A year of mourning … she could wait that long …
8
Owt for Nowt
Spring 1855
Anxiously Lizzie looked at her reflection in the mirror. She was wraith-pale, hollow-cheeked.
‘Are you coming?’ Gabriel called. ‘We’ll be late. Not that I mind, particularly, but Mr Ruskin is a stickler for punctuality.’
‘I’m coming!’ She pinched her cheeks for some colour.
Almost a year had passed since Gabriel had promised to marry her. In a matter of weeks, he could lay aside his black gloves.
Yet he had not spoken again of marriage. Lizzie did not like to press him. It had been such a contented year, working side by side, helping each other. Gabriel had been struggling to develop his painting of a fallen woman found by her former sweetheart. Lizzie had worked on her drawings. Her best work had been a pair of lovers listening to gypsy women playing music, with a small angelic-looking child standing with one hand on the gate, as if about to swing it open. The man in the drawing looked like Gabriel and the woman looked like Lizzie, as they did in all of her work. She had no-one else to model for her.
Her drawings were getting better. Lizzie could see that. Yet that gap between what she imagined and what she created was still so great, it seemed impossible that she could ever bridge it. Gabriel lavished her with praise, but she doubted his clear-sightedness. It seemed as if he saw her, and all she did, through a haze of golden light.
Though perhaps Gabriel was right, and it was Lizzie who saw her own work through a self-distorting lens. For Gabriel had shown her drawings to John Ruskin a few weeks earlier. He had liked them. Indeed, he had bought a whole sheaf for thirty pounds, promising to have them splendidly mounted and bound together with gold. Lizzie had never earned so much money in her life. It was more than she had been paid in a single year as a milliner.

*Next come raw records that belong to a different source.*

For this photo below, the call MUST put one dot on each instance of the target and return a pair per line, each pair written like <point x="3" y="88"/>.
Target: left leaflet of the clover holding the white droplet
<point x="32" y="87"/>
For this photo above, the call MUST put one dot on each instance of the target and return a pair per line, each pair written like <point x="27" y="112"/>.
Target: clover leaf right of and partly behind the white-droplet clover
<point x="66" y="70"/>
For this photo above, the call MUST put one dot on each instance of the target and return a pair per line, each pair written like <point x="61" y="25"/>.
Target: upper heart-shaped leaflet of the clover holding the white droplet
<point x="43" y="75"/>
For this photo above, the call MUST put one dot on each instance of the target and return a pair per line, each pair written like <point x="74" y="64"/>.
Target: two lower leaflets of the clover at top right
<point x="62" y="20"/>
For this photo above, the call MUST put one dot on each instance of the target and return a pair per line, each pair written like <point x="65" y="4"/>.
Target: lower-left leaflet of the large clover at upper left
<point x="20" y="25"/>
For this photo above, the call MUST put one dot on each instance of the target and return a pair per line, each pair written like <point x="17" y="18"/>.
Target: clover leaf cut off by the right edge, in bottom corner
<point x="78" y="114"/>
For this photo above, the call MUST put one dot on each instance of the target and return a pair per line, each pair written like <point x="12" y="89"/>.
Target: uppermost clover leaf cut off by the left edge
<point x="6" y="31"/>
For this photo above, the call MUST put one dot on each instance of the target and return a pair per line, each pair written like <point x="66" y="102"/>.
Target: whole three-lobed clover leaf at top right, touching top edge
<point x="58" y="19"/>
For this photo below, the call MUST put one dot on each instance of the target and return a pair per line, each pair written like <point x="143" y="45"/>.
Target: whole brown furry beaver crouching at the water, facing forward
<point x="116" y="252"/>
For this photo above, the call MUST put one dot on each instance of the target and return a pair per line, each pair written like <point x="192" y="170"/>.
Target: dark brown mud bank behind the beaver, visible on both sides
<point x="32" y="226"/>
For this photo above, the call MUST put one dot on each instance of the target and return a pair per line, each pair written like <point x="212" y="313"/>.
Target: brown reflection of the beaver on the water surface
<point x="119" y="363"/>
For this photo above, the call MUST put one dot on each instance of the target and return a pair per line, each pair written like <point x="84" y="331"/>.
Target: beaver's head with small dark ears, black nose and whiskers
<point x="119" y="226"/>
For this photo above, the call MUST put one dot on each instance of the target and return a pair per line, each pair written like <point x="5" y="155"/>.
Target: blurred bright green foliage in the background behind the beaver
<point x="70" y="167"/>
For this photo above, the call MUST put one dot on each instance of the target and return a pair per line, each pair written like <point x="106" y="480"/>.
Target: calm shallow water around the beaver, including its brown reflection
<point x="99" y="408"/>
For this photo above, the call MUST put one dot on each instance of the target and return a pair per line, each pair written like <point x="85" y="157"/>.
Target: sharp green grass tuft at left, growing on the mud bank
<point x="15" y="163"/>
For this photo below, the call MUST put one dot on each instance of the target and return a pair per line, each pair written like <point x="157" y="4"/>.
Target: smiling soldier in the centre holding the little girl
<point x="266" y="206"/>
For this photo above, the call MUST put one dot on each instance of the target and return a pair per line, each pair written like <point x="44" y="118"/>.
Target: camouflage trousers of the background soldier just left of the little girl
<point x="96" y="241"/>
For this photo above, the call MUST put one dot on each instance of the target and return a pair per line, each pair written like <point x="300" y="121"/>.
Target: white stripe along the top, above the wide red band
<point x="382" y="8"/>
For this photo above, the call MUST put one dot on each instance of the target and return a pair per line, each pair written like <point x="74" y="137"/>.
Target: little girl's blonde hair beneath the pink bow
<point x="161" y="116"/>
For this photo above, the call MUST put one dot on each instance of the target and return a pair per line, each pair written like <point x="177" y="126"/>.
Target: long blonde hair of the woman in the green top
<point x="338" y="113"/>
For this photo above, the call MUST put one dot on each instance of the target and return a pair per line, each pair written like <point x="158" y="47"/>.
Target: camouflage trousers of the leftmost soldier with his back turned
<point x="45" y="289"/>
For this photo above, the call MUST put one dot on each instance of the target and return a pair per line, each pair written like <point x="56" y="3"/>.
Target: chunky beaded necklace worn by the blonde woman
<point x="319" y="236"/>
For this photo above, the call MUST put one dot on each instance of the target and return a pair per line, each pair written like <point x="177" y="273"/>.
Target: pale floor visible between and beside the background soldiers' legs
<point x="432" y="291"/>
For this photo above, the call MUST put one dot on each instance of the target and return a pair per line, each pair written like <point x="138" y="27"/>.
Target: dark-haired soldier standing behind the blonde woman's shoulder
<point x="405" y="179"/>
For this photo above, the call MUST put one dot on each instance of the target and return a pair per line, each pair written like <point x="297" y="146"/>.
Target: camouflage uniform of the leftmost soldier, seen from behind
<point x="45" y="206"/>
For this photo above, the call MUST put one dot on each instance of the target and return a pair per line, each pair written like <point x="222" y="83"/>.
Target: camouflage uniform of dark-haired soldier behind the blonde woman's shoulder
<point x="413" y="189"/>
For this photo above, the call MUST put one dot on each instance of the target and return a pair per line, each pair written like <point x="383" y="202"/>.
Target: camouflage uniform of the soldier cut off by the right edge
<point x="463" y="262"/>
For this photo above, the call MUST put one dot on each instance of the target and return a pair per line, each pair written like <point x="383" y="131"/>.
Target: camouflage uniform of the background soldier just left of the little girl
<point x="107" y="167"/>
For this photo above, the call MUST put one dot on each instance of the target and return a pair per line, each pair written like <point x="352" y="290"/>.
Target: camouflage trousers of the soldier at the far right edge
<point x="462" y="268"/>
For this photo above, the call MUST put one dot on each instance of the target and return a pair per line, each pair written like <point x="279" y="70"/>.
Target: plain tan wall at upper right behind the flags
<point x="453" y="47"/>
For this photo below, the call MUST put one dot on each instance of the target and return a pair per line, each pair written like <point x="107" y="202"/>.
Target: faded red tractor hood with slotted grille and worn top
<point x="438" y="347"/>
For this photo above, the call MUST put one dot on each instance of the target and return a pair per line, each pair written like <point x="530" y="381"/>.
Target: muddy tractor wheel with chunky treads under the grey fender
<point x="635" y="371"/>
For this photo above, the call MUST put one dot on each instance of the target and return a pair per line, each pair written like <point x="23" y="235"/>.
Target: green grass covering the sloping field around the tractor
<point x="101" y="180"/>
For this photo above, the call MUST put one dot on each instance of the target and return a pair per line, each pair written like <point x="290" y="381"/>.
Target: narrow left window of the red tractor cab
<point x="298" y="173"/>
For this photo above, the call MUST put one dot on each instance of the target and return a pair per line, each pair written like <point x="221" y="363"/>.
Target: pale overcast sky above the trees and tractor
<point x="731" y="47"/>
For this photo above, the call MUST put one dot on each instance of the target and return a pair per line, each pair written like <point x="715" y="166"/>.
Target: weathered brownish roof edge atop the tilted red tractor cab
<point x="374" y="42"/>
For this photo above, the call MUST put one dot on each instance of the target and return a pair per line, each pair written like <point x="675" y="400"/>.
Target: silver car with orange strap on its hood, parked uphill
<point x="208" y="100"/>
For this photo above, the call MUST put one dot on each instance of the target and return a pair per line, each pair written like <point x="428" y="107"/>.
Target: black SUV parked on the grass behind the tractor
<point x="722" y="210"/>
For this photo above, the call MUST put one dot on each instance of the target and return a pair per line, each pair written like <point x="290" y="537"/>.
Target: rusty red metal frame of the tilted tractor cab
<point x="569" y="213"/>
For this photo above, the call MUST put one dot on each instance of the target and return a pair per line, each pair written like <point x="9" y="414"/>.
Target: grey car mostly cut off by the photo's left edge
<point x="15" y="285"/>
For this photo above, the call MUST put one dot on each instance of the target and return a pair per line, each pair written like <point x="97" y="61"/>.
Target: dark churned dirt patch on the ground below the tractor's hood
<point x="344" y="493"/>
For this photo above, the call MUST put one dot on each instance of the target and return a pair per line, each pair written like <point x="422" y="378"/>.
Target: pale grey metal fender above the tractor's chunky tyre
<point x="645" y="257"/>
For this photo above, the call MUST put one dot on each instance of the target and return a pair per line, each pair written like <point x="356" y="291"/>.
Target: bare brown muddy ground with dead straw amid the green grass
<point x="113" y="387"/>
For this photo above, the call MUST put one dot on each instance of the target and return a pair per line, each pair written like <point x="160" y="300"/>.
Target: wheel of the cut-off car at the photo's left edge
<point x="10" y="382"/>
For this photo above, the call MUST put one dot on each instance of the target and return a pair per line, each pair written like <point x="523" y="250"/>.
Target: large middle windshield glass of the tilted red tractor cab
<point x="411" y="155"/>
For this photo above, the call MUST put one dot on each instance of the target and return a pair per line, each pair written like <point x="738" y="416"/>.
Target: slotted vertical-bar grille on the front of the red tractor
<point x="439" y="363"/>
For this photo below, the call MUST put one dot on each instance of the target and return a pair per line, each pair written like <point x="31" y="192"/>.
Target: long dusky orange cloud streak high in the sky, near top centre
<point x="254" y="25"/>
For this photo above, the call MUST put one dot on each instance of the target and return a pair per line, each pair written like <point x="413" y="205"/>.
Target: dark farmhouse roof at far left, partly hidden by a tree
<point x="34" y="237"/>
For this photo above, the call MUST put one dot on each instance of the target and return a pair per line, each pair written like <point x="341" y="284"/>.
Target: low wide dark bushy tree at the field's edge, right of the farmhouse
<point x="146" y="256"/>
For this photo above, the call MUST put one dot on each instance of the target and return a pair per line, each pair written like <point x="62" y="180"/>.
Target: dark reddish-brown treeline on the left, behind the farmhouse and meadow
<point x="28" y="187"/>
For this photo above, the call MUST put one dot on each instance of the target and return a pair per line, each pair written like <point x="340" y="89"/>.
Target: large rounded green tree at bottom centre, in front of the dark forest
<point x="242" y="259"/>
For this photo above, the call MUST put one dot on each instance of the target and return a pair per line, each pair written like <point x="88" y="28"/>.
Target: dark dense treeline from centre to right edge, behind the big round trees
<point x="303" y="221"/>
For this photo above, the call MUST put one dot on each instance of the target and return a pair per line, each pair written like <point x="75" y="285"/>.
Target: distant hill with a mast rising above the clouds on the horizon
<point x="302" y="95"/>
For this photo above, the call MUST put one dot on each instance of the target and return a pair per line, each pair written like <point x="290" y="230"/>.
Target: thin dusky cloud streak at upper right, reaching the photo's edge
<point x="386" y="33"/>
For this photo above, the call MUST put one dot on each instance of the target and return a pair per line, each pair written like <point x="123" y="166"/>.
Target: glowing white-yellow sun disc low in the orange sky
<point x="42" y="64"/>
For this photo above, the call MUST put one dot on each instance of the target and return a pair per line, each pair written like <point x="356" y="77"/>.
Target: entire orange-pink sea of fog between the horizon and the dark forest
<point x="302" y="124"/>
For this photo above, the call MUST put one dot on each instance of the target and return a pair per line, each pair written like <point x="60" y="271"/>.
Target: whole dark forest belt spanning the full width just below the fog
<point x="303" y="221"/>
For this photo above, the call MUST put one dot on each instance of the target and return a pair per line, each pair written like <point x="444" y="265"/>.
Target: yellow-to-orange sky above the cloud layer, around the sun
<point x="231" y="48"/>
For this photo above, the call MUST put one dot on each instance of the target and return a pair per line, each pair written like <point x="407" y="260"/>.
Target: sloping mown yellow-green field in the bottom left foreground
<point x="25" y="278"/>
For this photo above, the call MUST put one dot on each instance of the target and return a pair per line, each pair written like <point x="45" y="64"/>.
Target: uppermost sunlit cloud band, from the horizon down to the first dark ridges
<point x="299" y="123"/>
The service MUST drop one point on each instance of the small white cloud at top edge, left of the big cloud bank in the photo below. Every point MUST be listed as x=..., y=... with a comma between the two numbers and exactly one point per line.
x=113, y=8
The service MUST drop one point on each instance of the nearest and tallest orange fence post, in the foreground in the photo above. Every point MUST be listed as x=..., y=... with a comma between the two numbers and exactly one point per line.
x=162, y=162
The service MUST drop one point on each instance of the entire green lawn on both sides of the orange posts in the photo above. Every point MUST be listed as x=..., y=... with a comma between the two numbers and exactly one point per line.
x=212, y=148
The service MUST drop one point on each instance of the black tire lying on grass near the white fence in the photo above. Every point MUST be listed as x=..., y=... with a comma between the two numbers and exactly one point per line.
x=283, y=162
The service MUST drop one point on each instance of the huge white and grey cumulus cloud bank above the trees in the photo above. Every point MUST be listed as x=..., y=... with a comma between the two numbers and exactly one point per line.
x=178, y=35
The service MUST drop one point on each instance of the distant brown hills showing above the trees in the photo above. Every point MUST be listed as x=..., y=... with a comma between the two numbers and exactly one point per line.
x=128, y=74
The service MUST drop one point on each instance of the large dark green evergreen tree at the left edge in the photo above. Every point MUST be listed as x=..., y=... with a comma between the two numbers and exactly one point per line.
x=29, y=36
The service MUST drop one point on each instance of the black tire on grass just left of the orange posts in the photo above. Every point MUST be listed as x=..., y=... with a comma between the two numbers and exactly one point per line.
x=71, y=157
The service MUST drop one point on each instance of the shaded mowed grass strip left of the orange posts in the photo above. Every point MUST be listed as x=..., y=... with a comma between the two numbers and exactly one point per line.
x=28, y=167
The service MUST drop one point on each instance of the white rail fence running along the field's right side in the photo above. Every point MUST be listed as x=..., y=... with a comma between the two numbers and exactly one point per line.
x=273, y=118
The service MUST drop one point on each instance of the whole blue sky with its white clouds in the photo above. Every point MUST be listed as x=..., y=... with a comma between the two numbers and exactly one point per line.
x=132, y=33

Now she was going to meet John Ruskin and his parents, who were the ones who really held the purse strings. Mr Ruskin had sent a carriage for them. It was a black, glossy brougham, and driven by a straight-backed man in spotless livery. Lizzie was too anxious to relax back against the cushions. She had chosen her most demure grey gown to wear, and her cleanest gloves. Even Gabriel looked tidy, his black cravat tied in a most conventional knot. He put on a great pretence of being at ease, lying back against the cushions, but Lizzie could tell he was as tense as she was.